2015年は再生医療にとって、一歩前進の1年となりました。2014年に再生医療等の制度改正がされたところですが、新制度の下での初めての再生医療等製品2製品が承認され、保険収載されました。これまで治療法が十分ではなかった疾病領域にも、期待される先進的な医療を少しでも早くに患者に届けるための仕組みでもある条件及び期限付承認も適用されました。これに引き続き、再生医療等製品(遺伝子治療を含む)の開発や実用化が2016年もさらに加速されることが期待されています。

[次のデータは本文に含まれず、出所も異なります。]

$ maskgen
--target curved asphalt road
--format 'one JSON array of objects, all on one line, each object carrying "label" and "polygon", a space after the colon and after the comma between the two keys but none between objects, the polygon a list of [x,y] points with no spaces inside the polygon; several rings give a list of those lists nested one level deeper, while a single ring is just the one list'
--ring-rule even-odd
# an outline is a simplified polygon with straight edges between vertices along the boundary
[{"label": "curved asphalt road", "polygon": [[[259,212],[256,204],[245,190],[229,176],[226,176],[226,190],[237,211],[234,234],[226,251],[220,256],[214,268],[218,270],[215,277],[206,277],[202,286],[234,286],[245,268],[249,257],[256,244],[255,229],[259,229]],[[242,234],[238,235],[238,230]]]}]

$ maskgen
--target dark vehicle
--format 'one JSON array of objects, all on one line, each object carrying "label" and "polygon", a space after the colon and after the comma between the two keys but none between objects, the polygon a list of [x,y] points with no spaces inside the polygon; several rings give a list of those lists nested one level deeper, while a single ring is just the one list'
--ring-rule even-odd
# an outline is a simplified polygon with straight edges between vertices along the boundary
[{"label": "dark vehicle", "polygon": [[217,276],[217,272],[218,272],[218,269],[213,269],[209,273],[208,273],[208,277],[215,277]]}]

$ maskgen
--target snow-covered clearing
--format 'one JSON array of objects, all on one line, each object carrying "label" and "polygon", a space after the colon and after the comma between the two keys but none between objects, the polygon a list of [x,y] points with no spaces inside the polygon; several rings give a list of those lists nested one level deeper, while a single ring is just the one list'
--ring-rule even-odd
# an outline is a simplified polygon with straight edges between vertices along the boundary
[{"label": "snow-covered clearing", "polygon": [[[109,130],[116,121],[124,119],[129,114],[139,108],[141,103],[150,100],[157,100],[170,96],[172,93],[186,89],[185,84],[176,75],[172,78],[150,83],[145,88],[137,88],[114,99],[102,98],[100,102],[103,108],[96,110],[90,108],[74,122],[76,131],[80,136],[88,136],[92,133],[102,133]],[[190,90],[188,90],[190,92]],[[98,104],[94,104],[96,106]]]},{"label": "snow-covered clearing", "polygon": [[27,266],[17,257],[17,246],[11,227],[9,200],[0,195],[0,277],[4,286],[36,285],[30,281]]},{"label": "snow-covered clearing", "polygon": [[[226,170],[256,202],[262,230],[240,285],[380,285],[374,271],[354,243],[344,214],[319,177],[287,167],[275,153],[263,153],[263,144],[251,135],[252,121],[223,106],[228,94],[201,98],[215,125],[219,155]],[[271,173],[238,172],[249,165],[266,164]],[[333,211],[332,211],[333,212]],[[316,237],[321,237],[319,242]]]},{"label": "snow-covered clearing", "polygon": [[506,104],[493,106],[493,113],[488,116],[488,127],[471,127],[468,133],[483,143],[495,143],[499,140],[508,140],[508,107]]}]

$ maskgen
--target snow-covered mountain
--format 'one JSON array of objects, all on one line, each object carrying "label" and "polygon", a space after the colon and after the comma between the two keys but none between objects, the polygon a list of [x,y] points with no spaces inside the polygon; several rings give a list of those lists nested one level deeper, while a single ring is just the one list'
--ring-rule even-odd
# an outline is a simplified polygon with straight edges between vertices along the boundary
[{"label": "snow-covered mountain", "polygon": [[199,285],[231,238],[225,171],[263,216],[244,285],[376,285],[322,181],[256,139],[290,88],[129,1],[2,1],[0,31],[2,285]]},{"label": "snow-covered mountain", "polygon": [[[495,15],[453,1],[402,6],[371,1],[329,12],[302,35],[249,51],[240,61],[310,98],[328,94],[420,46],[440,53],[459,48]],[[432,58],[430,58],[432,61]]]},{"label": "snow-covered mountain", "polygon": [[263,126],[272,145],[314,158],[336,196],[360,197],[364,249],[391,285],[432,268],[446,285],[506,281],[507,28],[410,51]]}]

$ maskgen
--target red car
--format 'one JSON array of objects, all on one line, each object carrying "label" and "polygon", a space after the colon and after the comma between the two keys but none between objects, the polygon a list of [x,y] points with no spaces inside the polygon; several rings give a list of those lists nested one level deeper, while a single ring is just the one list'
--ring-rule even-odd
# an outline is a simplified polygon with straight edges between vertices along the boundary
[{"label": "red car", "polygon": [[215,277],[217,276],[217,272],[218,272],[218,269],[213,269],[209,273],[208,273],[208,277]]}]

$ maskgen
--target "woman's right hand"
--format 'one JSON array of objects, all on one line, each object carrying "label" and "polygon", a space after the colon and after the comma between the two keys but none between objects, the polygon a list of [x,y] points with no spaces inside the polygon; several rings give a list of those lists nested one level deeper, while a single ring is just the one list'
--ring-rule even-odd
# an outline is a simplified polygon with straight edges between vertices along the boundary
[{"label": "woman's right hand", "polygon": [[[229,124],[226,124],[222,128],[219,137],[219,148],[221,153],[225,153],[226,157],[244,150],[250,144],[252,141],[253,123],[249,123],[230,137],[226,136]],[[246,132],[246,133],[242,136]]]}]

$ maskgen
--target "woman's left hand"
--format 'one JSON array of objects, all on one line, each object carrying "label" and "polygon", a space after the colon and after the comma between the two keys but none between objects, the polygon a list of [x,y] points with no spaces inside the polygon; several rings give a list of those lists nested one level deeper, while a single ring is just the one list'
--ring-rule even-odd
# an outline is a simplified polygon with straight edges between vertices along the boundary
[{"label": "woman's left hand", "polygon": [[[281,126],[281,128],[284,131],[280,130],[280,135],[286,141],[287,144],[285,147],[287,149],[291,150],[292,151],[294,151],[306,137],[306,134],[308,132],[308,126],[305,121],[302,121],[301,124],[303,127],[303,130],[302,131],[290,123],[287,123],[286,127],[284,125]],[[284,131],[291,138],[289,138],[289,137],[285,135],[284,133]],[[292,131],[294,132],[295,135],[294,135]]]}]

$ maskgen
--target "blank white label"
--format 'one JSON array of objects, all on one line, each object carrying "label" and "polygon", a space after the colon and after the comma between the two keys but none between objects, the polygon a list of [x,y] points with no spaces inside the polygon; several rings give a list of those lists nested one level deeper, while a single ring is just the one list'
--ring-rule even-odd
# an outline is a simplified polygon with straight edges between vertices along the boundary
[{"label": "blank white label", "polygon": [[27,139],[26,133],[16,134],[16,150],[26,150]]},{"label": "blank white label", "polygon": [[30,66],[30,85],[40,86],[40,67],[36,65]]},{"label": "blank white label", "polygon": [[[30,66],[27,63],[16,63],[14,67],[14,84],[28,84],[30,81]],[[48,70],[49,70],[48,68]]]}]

 この1年を振り返ると、日本発の製品はもとより、海外での日本市場への関心の高さもあり、海外からの導入製品も含め、国内での再生医療等製品の治験が続々と開始されつつある状況となりました。2016年以降、これらが順次製品化のステージを向かえることでしょう。再生医療等製品のさきがけ審査指定制度も始まります。がんの領域では、2015年は腫瘍溶解性ウイルスの米国FDAでの承認もあり、今後、遺伝子治療・ウイルス療法の新しい波が日本にも波及し、さらに進展があるかも知れません。

 2016年も、安全かつ有効性が期待できる新たな国内外の製品を、また一つでも、世の中の患者・医療のために届けることができるように、我々も新しいマインドセットで職務を果たしていきたいと思っています。同時に、日本発の技術や仕組みの強みが世界の病気で苦しむ人の医療に役立つように、規制の立場からも微力ながら協力させていただこうと思います。

 2016年も治療の未来につながることを期待しています。